Byron Shire Council has voted to beef up its community consultation process for large projects including significant policy changes.
Under a motion passed at the last Council meeting for 2025, every major project, or other matter that would normally go out for public exhibition, must now be accompanied by its own detailed ‘community consultation plan’.
These consultation plans will set out the methods, timeframes, target audiences and accessibility measures to be used for community engagement on the given project or issue. This is designed to ensure that consultation with the community on significant projects and issues is undertaken in a clear and consistent manner.

Greens Councillor Elia Hauge, who moved the motion, told Council that it had been failing to consistently act in alignment with its own community engagement principles, including its commitment to be open, transparent and accountable.
Cr Hauge said this was illustrated by a number of recent matters, including the lack of meaningful engagement with young people in relation to Council’s playground policy, and the lack of effective consultation regarding the proposed development of the former Mullumbimby Hospital site.
‘These examples demonstrate a gap between Council’s engagement principles and their practical implementation,’ Cr Hauge said.
‘Councillors require sufficient information about planned engagement approaches to assess whether proposed consultation methods are appropriate to the scale and significance of the decisions being made.
‘This is particularly important for matters affecting community access to democratic processes, youth participation, or other groups who face barriers to engagement. Transparent engagement planning strengthens decision-making by allowing councillors to identify potential gaps in consultation approaches before documents go on exhibition,’ she said.
‘It also builds community confidence by demonstrating that Council takes its engagement commitments seriously and plans appropriately for different consultation contexts.’
Councillors Lyon,Dods against
But independent councillors Michael Lyon and Jack Dods spoke and voted against the move. ‘I really take issue with this idea that we don’t consult or that we don’t consult well,’ Cr Lyon said.

‘It’s all predicated on this premise that we don’t do our job in this way and I actually think we do a really good job.
‘I think we do a great job, and sometimes we need to make a call which the community won’t agree with, or sections of the community won’t agree with, and that’s our role,’ he said.
‘We’re not a direct democracy and thank God we’re not, because a lot of the time the decision needs to be different to what the majority wants.’
Council staff were also opposed to the change.
In written comments accompanying Cr Hauge’s motion, Council’s General Manager Mark Arnold said it was ‘not operationally feasible to include draft Communications and Engagement Plans in agenda reports’.

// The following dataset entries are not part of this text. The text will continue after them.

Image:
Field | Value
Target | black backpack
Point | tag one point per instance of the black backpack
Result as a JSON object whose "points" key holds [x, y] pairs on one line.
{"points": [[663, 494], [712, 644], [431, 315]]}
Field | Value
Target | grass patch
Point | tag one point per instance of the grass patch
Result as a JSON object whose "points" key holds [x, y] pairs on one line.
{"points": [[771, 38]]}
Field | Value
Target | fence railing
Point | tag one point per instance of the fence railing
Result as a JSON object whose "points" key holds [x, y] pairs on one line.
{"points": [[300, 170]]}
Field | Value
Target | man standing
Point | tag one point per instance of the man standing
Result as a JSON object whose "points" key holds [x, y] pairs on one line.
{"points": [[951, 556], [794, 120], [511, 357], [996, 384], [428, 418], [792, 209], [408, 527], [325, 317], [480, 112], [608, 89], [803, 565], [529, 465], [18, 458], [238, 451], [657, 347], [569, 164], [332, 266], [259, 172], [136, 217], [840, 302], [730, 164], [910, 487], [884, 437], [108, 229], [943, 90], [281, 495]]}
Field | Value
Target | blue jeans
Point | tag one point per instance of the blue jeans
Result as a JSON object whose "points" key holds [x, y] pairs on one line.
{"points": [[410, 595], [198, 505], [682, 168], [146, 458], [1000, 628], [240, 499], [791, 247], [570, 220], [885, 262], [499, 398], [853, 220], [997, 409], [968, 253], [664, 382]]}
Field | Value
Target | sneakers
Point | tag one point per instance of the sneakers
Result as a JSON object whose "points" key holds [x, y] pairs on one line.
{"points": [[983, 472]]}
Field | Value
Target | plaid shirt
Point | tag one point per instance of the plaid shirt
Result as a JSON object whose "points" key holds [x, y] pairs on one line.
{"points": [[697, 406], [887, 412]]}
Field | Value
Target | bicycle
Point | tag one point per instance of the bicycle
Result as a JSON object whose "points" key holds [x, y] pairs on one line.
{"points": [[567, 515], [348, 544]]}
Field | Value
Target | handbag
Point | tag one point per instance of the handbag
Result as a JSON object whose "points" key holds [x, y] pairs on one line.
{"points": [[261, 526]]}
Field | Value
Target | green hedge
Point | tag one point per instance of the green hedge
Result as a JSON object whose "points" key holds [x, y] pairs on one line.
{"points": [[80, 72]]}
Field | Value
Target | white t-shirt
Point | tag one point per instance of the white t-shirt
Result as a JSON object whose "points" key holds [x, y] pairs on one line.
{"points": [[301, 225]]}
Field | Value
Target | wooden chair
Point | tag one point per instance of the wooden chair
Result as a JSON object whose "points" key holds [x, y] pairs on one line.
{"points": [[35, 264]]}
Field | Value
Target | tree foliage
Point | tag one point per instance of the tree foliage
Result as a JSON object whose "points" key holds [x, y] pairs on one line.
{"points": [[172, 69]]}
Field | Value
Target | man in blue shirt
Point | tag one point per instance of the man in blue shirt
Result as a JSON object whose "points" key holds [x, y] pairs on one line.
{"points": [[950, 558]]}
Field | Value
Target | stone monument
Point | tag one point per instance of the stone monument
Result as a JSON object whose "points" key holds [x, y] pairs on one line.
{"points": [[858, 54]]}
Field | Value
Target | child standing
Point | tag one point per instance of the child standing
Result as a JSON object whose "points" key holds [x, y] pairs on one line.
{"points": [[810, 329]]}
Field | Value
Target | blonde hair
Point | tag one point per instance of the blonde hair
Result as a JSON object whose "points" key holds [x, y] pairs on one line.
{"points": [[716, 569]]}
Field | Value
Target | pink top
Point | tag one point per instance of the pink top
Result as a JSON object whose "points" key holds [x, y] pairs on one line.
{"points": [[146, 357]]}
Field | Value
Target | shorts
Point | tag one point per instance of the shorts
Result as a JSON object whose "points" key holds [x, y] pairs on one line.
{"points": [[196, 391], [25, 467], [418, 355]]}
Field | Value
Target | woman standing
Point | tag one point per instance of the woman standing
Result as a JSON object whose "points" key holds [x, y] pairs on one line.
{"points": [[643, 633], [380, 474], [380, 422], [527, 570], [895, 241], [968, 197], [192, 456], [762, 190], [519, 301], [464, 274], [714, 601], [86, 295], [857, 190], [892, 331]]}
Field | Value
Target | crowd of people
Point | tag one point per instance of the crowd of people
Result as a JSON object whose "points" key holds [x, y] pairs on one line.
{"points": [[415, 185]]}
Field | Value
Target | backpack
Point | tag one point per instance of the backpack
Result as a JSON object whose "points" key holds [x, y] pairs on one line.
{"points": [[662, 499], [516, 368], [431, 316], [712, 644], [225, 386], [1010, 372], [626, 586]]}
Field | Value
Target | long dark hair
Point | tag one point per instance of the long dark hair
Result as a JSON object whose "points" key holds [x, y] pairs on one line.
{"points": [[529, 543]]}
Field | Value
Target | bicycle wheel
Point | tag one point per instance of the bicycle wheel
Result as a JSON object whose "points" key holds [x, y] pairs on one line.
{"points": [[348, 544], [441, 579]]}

‘As detailed in our Community Engagement Strategy, the engagement process considers a range of factors including who the project will impact, how much impact the project will have and how interested the community might be,’ Mr Arnold said.
‘These plans are operational documents that evolve throughout a project lifecycle, and often require adjustment based on Council decisions, statutory requirements, and project milestones.
‘Developing these plans prematurely can lead to significant rework, duplication of effort, and increased costs, which is not sustainable given current staff capacity and budget constraints.’
But these concerns ultimately fell on deaf ears. Councillors passed the new consultation measure by a vote of seven councillors to two.